We know we’ve taken on an audacious technical problem—making a machine understand the dashed off notes of busy people trying meet up with colleagues, clients, and friends.
So we deploy a process called Supervised Learning to make sure the machine is extracting and classifying the data correctly (or at least as logically as humanly possible). In this process, humans, our AI trainers, verify the machine-generated annotations. They’re invoked when the system has a low degree of confidence around its classification of a particular data point. And we’ve developed very specific guidelines for data labeling; our guidelines for marking up time, alone, run 16 pages long!
AI trainers spend their days looking at fragments of text that the machine has extracted and then accepting or modifying the label the machine has offered. This process ensures that dirty, mislabeled data doesn’t pollute our models.
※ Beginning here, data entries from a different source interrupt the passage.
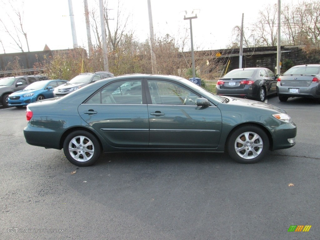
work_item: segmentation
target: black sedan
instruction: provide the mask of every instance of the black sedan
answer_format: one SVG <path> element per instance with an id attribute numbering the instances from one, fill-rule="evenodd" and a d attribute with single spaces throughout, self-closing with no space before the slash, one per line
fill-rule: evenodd
<path id="1" fill-rule="evenodd" d="M 302 97 L 320 100 L 320 64 L 294 66 L 278 79 L 279 100 Z"/>
<path id="2" fill-rule="evenodd" d="M 264 101 L 267 96 L 276 93 L 277 76 L 264 68 L 231 70 L 217 83 L 217 94 L 221 96 L 256 99 Z"/>
<path id="3" fill-rule="evenodd" d="M 61 98 L 31 103 L 27 142 L 63 149 L 73 164 L 93 164 L 102 152 L 227 151 L 256 163 L 295 144 L 285 112 L 256 101 L 218 96 L 180 77 L 125 75 Z"/>

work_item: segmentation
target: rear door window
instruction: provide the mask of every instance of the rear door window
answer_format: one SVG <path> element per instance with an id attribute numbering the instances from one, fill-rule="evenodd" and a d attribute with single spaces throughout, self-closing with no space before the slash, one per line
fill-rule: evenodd
<path id="1" fill-rule="evenodd" d="M 34 77 L 28 77 L 28 81 L 29 81 L 29 83 L 31 84 L 37 82 L 38 80 Z"/>
<path id="2" fill-rule="evenodd" d="M 22 83 L 22 85 L 20 85 L 20 86 L 28 86 L 28 83 L 26 80 L 24 78 L 19 78 L 18 79 L 18 81 L 17 81 L 17 83 Z"/>

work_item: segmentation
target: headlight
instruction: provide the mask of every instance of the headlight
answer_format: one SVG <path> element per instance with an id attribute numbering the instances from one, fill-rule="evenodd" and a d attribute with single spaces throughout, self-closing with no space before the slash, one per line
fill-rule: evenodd
<path id="1" fill-rule="evenodd" d="M 292 122 L 290 116 L 285 113 L 276 113 L 275 114 L 272 114 L 272 116 L 278 120 L 285 123 L 289 123 Z"/>
<path id="2" fill-rule="evenodd" d="M 32 93 L 28 93 L 28 94 L 26 94 L 25 95 L 24 95 L 23 97 L 31 97 L 31 96 L 33 96 L 34 94 L 35 94 L 34 92 L 33 92 Z"/>

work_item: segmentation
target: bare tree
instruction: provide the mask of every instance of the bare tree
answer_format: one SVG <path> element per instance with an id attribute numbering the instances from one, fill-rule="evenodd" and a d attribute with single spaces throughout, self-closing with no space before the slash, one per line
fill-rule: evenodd
<path id="1" fill-rule="evenodd" d="M 276 46 L 277 43 L 277 5 L 268 5 L 262 12 L 255 24 L 258 44 L 260 46 Z"/>
<path id="2" fill-rule="evenodd" d="M 301 26 L 301 41 L 306 45 L 313 45 L 317 49 L 320 46 L 320 2 L 304 1 L 298 6 Z"/>
<path id="3" fill-rule="evenodd" d="M 11 30 L 11 28 L 9 28 L 7 27 L 8 24 L 6 21 L 6 20 L 5 19 L 5 17 L 0 16 L 0 23 L 3 29 L 3 31 L 4 32 L 6 35 L 10 37 L 13 41 L 13 42 L 22 52 L 24 52 L 24 51 L 23 50 L 23 44 L 20 38 L 21 37 L 24 38 L 27 44 L 28 52 L 29 52 L 29 43 L 27 32 L 23 29 L 23 10 L 21 11 L 19 9 L 20 8 L 18 7 L 18 6 L 20 6 L 20 8 L 23 9 L 23 1 L 22 2 L 22 4 L 19 3 L 18 4 L 16 1 L 4 2 L 3 0 L 1 0 L 1 3 L 3 6 L 7 6 L 8 4 L 9 4 L 14 13 L 14 15 L 15 15 L 16 17 L 16 19 L 13 19 L 12 18 L 12 15 L 9 15 L 7 12 L 6 17 L 8 18 L 12 24 L 12 30 Z M 5 22 L 6 22 L 5 24 L 4 23 Z"/>
<path id="4" fill-rule="evenodd" d="M 244 28 L 243 35 L 243 46 L 244 47 L 252 47 L 256 45 L 257 39 L 255 32 L 252 29 Z M 235 36 L 230 44 L 227 46 L 228 48 L 239 48 L 240 46 L 241 37 L 241 27 L 237 26 L 232 29 L 232 35 Z"/>
<path id="5" fill-rule="evenodd" d="M 126 18 L 123 18 L 121 14 L 121 11 L 123 7 L 123 4 L 120 6 L 120 0 L 118 0 L 118 5 L 117 8 L 116 18 L 115 20 L 116 26 L 114 30 L 111 32 L 112 29 L 109 20 L 114 20 L 113 19 L 109 18 L 109 11 L 108 9 L 108 2 L 105 3 L 105 6 L 107 9 L 106 15 L 105 16 L 105 20 L 108 30 L 108 36 L 110 44 L 112 47 L 112 51 L 115 51 L 116 49 L 120 42 L 124 34 L 125 31 L 125 28 L 129 19 L 129 16 Z M 124 21 L 123 20 L 124 20 Z"/>

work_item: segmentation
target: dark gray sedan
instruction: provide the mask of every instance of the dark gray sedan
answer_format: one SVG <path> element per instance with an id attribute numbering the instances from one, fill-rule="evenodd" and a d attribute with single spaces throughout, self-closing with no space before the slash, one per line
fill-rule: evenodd
<path id="1" fill-rule="evenodd" d="M 293 67 L 278 79 L 277 92 L 279 100 L 303 97 L 320 99 L 320 64 Z"/>
<path id="2" fill-rule="evenodd" d="M 232 70 L 217 83 L 217 94 L 263 102 L 266 97 L 276 93 L 277 77 L 269 69 L 248 68 Z"/>
<path id="3" fill-rule="evenodd" d="M 274 106 L 218 96 L 182 77 L 162 75 L 97 81 L 29 104 L 27 117 L 27 142 L 63 148 L 81 166 L 102 152 L 124 151 L 227 151 L 236 161 L 252 163 L 269 150 L 293 146 L 297 133 L 290 116 Z"/>

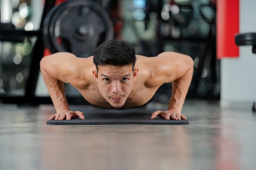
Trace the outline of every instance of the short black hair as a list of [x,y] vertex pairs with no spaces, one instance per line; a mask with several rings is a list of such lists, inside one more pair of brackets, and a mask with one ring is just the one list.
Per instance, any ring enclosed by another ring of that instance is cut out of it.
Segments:
[[97,71],[98,66],[132,66],[134,70],[136,60],[134,47],[124,40],[112,39],[101,44],[96,49],[93,57]]

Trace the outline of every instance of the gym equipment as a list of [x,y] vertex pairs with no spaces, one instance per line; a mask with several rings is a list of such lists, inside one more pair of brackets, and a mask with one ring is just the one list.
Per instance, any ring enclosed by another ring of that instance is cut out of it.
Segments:
[[256,33],[237,34],[235,35],[235,40],[237,46],[252,46],[252,53],[256,53]]
[[70,120],[51,120],[48,125],[187,125],[187,120],[166,120],[160,117],[151,119],[152,113],[155,110],[146,109],[144,107],[127,110],[103,109],[88,108],[81,110],[85,119],[79,118]]
[[113,38],[112,22],[95,2],[72,0],[53,8],[44,21],[44,43],[52,53],[69,52],[78,57],[93,55],[99,45]]
[[[256,33],[247,33],[236,34],[235,35],[236,45],[237,46],[252,45],[252,53],[256,53]],[[256,104],[252,105],[252,111],[256,112]]]

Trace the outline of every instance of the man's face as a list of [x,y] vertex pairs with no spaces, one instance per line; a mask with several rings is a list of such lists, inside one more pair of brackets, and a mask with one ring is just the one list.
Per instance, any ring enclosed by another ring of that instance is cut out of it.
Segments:
[[99,66],[98,73],[92,71],[100,93],[115,108],[122,106],[132,91],[138,72],[137,69],[132,71],[132,68],[131,65]]

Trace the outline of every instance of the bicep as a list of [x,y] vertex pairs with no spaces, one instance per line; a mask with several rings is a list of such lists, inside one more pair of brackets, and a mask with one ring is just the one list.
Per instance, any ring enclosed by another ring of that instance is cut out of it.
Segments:
[[175,52],[166,52],[157,57],[163,66],[160,67],[160,74],[165,78],[165,83],[169,83],[184,75],[193,68],[193,61],[189,56]]
[[70,59],[76,57],[67,53],[57,53],[44,57],[40,62],[40,69],[42,74],[61,82],[67,83],[65,75],[68,67],[65,66]]

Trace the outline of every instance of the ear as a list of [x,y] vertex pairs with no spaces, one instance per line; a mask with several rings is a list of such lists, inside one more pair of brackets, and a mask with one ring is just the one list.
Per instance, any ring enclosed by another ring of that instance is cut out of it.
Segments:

In instances of ambiguity, once a human verifies the annotation in question, the data is fed back into the system, which then compiles a meaningful response to the sender.
AI trainers are key to Amy’s ultimate autonomy. Back to the Self-Driving car: the safety drivers take over when the car isn’t performing optimally, long before there’s an accident, and then feed information about that scenario back to the data science team, who improve the software models so that the next time the car encounters a similar situation, it navigates it better. The same is true for Amy. We’d rather Amy and Andrew take 15 minutes longer to schedule a meeting, and get it right, than speed through the process and get it wrong.
There is, of course, a huge pay off in insisting on this level of accuracy. Back to that ambiguous sentence. For a human to correctly interpret Max’s reply (“Sure. How about Monday-Wednesday, perhaps 8?”), he’d have to read back through the entire thread of the scheduling conversation in the hopes of gathering sufficient context. And he still might not succeed, because he might not know that Max has set his scheduling hours for 8AM to 4PM. Anyone who schedules their own meetings knows that this kind of detective work can take several minutes. Here, the machine has the advantage. Once we’ve processed and correctly labeled a sufficient volume of data, Amy will be able to make sense of such a statement nearly instantaneously and will be able to do so across millions of emails every day.
We know we’ve taken on an audacious technical problem—making a machine understand the dashed off notes of busy people trying meet up with colleagues, clients, and friends. We know that it takes time (and 60+ people) to build and train a system to behave as well, and in some cases better than, a human assistant. But we are inspired by the possibility of democratizing the personal assistant and by all of the love our beta customers have shown us along the way, as we work to bring Amy and Andrew to life, and to the rest of the world.